Abstract: FR-PO471
Quantifying the Waste Associated with Icodextrin in Patients Undergoing Continuous Cycling Peritoneal Dialysis
Session Information
- Home Dialysis - 1
October 25, 2024 | Location: Exhibit Hall, Convention Center
Abstract Time: 10:00 AM - 12:00 PM
Category: Dialysis
- 802 Dialysis: Home Dialysis and Peritoneal Dialysis
Authors
- Ghimire, Anukul, University of Calgary Cumming School of Medicine, Calgary, Alberta, Canada
- Ward, David, University of Calgary Cumming School of Medicine, Calgary, Alberta, Canada
- Qirjazi, Elena, University of Calgary Cumming School of Medicine, Calgary, Alberta, Canada
- Shah, Nikhil A., University of Alberta Faculty of Medicine & Dentistry, Edmonton, Alberta, Canada
- Vitale, George, University of Calgary Cumming School of Medicine, Calgary, Alberta, Canada
Background
Effective healthcare waste (HCW) management and HCW reduction are important considerations for medical programs.

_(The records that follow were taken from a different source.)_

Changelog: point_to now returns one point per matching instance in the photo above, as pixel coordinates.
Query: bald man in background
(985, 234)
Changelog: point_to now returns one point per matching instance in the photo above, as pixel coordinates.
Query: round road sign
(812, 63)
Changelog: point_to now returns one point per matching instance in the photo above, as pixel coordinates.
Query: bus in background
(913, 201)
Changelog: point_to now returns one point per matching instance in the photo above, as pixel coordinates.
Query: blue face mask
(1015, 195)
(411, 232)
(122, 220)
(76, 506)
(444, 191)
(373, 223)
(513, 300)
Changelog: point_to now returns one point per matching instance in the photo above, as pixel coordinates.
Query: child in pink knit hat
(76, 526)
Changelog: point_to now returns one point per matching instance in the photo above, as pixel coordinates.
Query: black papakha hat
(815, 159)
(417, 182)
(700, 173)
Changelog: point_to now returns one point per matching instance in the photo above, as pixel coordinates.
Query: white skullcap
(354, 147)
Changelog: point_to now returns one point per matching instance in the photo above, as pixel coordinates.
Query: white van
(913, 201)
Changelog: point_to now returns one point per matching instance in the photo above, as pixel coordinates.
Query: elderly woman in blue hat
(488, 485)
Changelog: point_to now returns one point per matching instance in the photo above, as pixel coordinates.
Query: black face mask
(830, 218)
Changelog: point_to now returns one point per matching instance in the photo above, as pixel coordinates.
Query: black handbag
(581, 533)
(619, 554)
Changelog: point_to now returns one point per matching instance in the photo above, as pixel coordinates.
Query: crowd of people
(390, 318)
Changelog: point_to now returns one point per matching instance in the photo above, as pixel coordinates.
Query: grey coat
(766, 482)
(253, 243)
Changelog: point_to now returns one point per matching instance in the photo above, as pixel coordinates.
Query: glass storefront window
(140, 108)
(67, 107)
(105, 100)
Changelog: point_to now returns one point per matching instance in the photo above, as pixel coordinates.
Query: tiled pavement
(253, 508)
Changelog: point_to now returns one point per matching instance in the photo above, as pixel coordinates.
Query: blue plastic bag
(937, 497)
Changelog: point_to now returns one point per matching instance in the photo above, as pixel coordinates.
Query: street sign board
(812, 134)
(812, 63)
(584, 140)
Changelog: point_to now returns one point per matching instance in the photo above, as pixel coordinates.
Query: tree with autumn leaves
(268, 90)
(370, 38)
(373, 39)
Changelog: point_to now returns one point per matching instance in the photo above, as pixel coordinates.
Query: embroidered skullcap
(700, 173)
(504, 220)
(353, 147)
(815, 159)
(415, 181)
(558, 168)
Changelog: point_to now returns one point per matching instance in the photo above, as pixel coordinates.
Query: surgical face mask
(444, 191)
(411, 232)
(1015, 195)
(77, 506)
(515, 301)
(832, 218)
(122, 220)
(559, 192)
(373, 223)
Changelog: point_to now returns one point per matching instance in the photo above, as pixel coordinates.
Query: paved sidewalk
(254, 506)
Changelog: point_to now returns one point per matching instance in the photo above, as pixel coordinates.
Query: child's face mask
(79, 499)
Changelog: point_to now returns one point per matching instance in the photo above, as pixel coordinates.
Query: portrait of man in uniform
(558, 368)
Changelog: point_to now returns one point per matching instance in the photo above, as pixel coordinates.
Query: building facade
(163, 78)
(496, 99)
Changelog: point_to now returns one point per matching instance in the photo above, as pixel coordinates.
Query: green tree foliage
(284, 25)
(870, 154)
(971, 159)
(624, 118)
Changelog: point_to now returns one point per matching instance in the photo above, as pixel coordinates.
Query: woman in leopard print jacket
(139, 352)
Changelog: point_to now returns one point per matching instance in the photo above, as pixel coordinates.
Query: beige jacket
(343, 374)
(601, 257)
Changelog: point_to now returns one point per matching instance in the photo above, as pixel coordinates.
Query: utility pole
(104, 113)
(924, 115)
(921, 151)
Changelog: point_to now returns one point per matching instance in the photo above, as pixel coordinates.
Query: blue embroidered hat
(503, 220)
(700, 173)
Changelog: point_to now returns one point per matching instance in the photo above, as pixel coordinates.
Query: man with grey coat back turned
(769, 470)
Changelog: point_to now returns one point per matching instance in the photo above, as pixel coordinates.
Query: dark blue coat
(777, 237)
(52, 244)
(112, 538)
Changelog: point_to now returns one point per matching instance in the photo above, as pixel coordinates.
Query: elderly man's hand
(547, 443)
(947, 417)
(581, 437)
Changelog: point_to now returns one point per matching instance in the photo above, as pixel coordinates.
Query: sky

Dialysis is associated with significant hazardous and non hazardous HCW. Icodextrin is commonly used in patients undergoing continuous cycling peritoneal dialysis (CCPD). In Canada, Icodextrin for CCPD is only available as 2.5 L, single-use bags. Patient’s often have Icodextrin fill volumes < 2L, with the remainder of the volume being discarded as non-hazardous HCW. We sought to quantify the volume of discarded Icodextrin solution in the CCPD population of the Alberta Kidney Care South (AKC-S) program.
Methods
A cross sectional audit was performed of the AKC-S program including all patients utilizing CCPD in 2022. Data included Icodextrin dwell volume, patient demographics, and estimated costs associated with Icodextrin use in 2021. Descriptive statistics were used to report the data.
Results
Among 205 patients in the AKC-S program on CCPD, the mean age and PD vintage (± standard error of mean) was 62.7 ± 0.9 years and 27.5 ± 2.1 months respectively. The average Icodextrin dwell volume was 1200 mL. 87% of the patients using Icodextrin were using dwell volumes up to 1500 mL. Our patient population tended to be similar in weight compared to those in previous studies evaluating Icodextrin for the long dwell. In 2021, Icodextrin for CCPD cost AKC-S $1.27 million (CAD).
Conclusion
Among patients in the AKC-S program, there is a notable difference in the average fill volume (1200 mL) and available bags of Icodextrin (2.5L) available. This suggests that a large portion of purchased Icodextrin is being discarded as non-hazardous HCW. This practice pattern may also be reflected in other home dialysis programs and further work is needed to (1) understand the large-scale costs and environmental impact associated with Icodextrin waste, (2) develop effective methods to manage HCW in dialysis programs, and (3) implement quality improvement initiatives to reduce HCW associated with peritoneal dialysis.